Another consoling circumstance was the recession of the water in the subterranean pool. Mother Prudentia, who had had occasion to visit the vaults several times, to bring out from their concealment, things which had been hidden away on the night of the attack, told us that the water was falling rapidly, so that places heretofore impassable were now quite dry. It seemed as if the spirit which dwelt in those awful depths was content with the victims he had received, and wished for no more.

I have said that things fell into their usual train, and so it seemed at first; but presently it became apparent that the health of our dear mother superior was rapidly failing. Though over sixty at the time of the robbers' visit, she had hitherto shown her age very little, but now she seemed to grow old all at once. She had a cough, and a slight spitting of blood, and began to be subject to fainting fits. She herself attributed her illness to a cold taken in the cavern. I think now that the strain of that terrible night, with, perhaps, the added agitation of seeing again the lover she had so long believed dead, were too much for a frame already enfeebled with fasting.

I do verily believe that those people who are said to bear trouble the best are those who are usually most affected by it. Some, indeed, get the credit of enduring with patience and cheerfulness things which really trouble them very little, and such people are usually excessively impatient of the grief of others.
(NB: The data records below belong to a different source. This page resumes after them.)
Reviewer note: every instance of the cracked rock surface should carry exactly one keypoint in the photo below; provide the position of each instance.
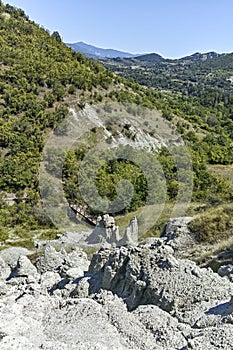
(127, 298)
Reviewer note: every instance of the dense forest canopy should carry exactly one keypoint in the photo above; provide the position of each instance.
(41, 78)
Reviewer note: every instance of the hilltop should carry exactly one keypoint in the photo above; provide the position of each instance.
(42, 81)
(97, 52)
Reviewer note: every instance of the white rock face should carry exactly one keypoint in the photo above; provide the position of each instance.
(133, 297)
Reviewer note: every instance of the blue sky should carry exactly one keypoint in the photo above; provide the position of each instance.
(172, 28)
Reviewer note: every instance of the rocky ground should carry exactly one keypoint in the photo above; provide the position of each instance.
(128, 297)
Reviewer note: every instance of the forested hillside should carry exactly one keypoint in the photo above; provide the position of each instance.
(41, 78)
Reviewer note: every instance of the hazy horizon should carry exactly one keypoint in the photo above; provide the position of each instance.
(172, 29)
But I must not stop to moralize, or I shall never get to the end of my story.

One day, the mother superior announced to the family as a settled thing that in the course of the following October, the community would be removed to a much smaller but more comfortable house in the neighborhood of Toulon, which was at that very time being fitted up for its reception. This house, she said, was a small chateau, formerly called Fleurs, which belonged to the Count de Crequi, and had been given by him to the community on condition that certain services should be performed in perpetuum for the soul of his unfortunate heir and nephew, who had been drowned while fishing.

We were surprised enough to hear this news, for the Count de Crequi was well-known to be an out and out infidel, if not an atheist. In France you may have no religion at all with impunity. It is even rather a genteel thing to believe in nothing and nobody but Monsieur Voltaire; but if you set up to have a religion at all, you must be content to take that which the king prescribes for you.

But the death of the young count was a terrible blow to his uncle, who had no son and was not like to have any. And it may be, that the poor old man thought it best, in case he might, after all, be mistaken, to have friends at court, as it were.

He was, indeed (so I have since understood), held up afterward as a shining instance of conversion by the Jesuits, under whose influence he fell—but I never heard that his conversion led him to give up that twenty-five acres of meadow, which had been exacted from our sisterhood as the price of his protection, or to pay for the ruin of our buildings, caused by his secret emissaries on night of the robbery.

However this might be, there was no doubt that he had given us a new dwelling, to which we were all to be removed before the coming on of cold weather.

The church was to be kept up, with a resident priest to say mass. The other parts of the building would be closed.

This news was received with varying feelings by the sisters. The elders wept, and regretted that they must leave the place which had been their home so long, and the graves of those who had been their companions in youth. The younger sisters were divided, as was natural, between sorrow at parting and the novelty of a new house and situation.